O Brasil iniciou o ano letivo com cerca de 45 mil estudantes com deficiência visual sem acesso a livros em Braille. O dado revela um retrocesso grave em uma área que deveria ser prioridade absoluta da política educacional: a garantia de alfabetização e acesso ao conhecimento para alunos cegos ou com baixa visão.
Esse ponto importa porque o Braille não é um recurso complementar, mas a base da alfabetização para quem não enxerga. Sem esse material, a inclusão se transforma em discurso vazio, incapaz de assegurar igualdade de condições no processo de aprendizagem. O mais grave é que o custo para garantir esses livros é irrisório quando comparado ao orçamento total da educação, o que afasta qualquer justificativa financeira.

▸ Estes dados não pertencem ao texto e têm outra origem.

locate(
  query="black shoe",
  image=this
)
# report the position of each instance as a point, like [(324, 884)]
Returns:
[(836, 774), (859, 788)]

Enquanto o poder público falha no essencial, o Congresso avançou em iniciativas legislativas voltadas à acessibilidade. A Lei nº 15.230/2025 garante materiais de campanha em Braille, e projetos como o PL 5093/2019, o PL 3277/2021 e o PL 1210/2022 ampliam a acessibilidade na legislação, no sistema de Justiça e no acesso ao ordenamento jurídico. O arcabouço legal existe; o problema está na execução.
O impacto no cidadão é direto e profundo. Para milhares de famílias, a ausência de livros acessíveis significa atraso educacional, exclusão prática e frustração com um Estado que promete inclusão, mas não entrega o básico. A falha compromete não apenas o aprendizado, mas a autonomia futura desses estudantes.
O fechamento é inevitável: educação acessível não é favor nem política identitária, é obrigação constitucional. O Ministério da Educação precisa apresentar um cronograma imediato de correção e garantir que esse erro não se repita. Inclusão que não chega à sala de aula é apenas propaganda.